The Biden administration is also making an effort to elevate the status of the Quad. The president intends holding a virtual meeting on March 12 with the prime ministers of Japan, Australia and India. White House Press Secretary Jen Psaki rolled out the now frequent message that such meetings demonstrated Biden’s keenness to take allies and partnerships seriously. According to the press secretary, topics to be discussed will include “the threat of COVID,” “economic cooperation” and the “climate crisis.” Only the dimmest of dolts could avoid the prospect that China would not come up in the virtual chat feast.
A senior administration was more forthcoming in telling Reuters that, “This sends a very strong signal of common cause and purpose. And the goal here is basically to introduce the Quad as a new feature of regular diplomacy in the Indo-Pacific.” Similarly, Australian Prime Minister Scott Morrison spoke of the Quad becoming “a feature of Indo-Pacific engagement,” a gathering of “four leaders four countries” and not “a big bureaucracy with a big secretariats.” And just to make the point of a counterweight to Chinese power clear, without naming Beijing, Morrison envisaged the arrangement as an “anchor of peace and stability in the region.”
Each of the nations, however, have their individual differences in how to deal with China. Australia remains obsessed with foreign interference and Chinese moves into regional Pacific politics, piggy backing on US power in order to stem that influence. Japan considers good relations with China important, while still happy to concede ground to the US as being the dominant Asian-Pacific power.

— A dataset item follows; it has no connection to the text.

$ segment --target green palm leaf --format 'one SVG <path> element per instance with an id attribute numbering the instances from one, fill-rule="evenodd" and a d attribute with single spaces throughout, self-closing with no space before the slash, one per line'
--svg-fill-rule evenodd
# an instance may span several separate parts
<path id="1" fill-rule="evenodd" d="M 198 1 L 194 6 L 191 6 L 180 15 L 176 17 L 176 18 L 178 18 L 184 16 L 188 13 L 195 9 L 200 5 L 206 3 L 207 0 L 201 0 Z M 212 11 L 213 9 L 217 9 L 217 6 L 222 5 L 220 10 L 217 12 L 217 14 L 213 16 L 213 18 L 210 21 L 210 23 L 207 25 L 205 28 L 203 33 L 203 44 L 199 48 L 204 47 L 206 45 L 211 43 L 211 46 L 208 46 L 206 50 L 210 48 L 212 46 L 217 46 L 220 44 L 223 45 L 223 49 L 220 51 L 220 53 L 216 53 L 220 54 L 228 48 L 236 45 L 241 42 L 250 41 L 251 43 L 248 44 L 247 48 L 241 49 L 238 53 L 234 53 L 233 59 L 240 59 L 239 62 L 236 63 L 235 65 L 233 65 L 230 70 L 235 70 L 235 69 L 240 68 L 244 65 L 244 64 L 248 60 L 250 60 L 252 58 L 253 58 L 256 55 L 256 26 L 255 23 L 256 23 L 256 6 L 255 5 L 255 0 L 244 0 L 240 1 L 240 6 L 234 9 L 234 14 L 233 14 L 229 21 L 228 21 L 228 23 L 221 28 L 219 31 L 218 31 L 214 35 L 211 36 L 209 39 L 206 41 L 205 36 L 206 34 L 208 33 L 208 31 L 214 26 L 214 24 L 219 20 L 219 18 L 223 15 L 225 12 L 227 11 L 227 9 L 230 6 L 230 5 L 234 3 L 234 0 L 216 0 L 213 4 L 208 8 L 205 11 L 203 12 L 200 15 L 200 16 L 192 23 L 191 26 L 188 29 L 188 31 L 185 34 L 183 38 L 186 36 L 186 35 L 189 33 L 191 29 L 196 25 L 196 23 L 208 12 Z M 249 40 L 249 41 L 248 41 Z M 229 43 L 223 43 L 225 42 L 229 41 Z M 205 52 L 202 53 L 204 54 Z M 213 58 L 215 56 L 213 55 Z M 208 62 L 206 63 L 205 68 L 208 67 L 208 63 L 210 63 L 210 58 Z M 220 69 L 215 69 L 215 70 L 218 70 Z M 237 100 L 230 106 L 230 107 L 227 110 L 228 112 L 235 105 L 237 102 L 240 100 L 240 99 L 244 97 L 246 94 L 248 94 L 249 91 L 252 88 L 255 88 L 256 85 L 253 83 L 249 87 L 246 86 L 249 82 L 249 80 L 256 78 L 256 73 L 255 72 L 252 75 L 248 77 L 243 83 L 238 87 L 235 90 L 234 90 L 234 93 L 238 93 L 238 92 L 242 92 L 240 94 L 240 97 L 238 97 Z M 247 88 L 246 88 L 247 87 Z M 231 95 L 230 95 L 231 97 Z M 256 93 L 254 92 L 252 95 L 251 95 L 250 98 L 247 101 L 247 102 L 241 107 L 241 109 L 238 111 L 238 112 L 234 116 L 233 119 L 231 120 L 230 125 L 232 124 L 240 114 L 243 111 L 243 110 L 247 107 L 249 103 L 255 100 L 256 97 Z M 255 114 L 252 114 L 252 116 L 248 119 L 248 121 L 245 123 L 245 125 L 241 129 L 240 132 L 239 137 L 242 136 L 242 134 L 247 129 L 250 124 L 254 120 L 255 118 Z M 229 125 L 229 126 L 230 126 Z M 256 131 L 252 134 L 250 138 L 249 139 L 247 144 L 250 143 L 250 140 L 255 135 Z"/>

India remains the most cautious participant. Its foreign policy harks back to the days of non-alignment maintained during the Cold War. Unlike Japan and Australia, there is no fondness for the idea of having one dominant bully in the playground, dressed up in the clothing of strategic primacy. But its relationship with China remains fractious. The border dispute in the Himalayan region, which also features a competition to build infrastructure, turned bloody in June 2020 in a Galwan Valley clash that left over 20 Indian soldiers dead. Accusations about provocations by both sides have been traded with increasing frequency since last year, with a mutual disengagement between the Indian Army and the People’s Liberation Army from disputed points yet to take place.
In November 2020, New Delhi invited Australia to participate in the annually held Malabar naval exercises, frequented by US and Japan. Prime Minister Narendra Modi seemed to be turning. This week, India confirmed that he would be attending the virtual conference, with the Ministry of External Affairs revealing that discussions would cover the ground traversed by the foreign ministers in February. “The leaders will discuss regional and global issues of shared interest, and exchange views on practical areas of cooperation towards maintaining a free, open and inclusive Indo-Pacific region.”
Despite much common ground, the prospects of the Quad flowering into a security arrangement that will ring-fence China seem unlikely. Provocative as it may well be, the more measured sages in Beijing will consider the differences between the four powers and deal with each of them accordingly. The cannier ones might even choose to manipulate them.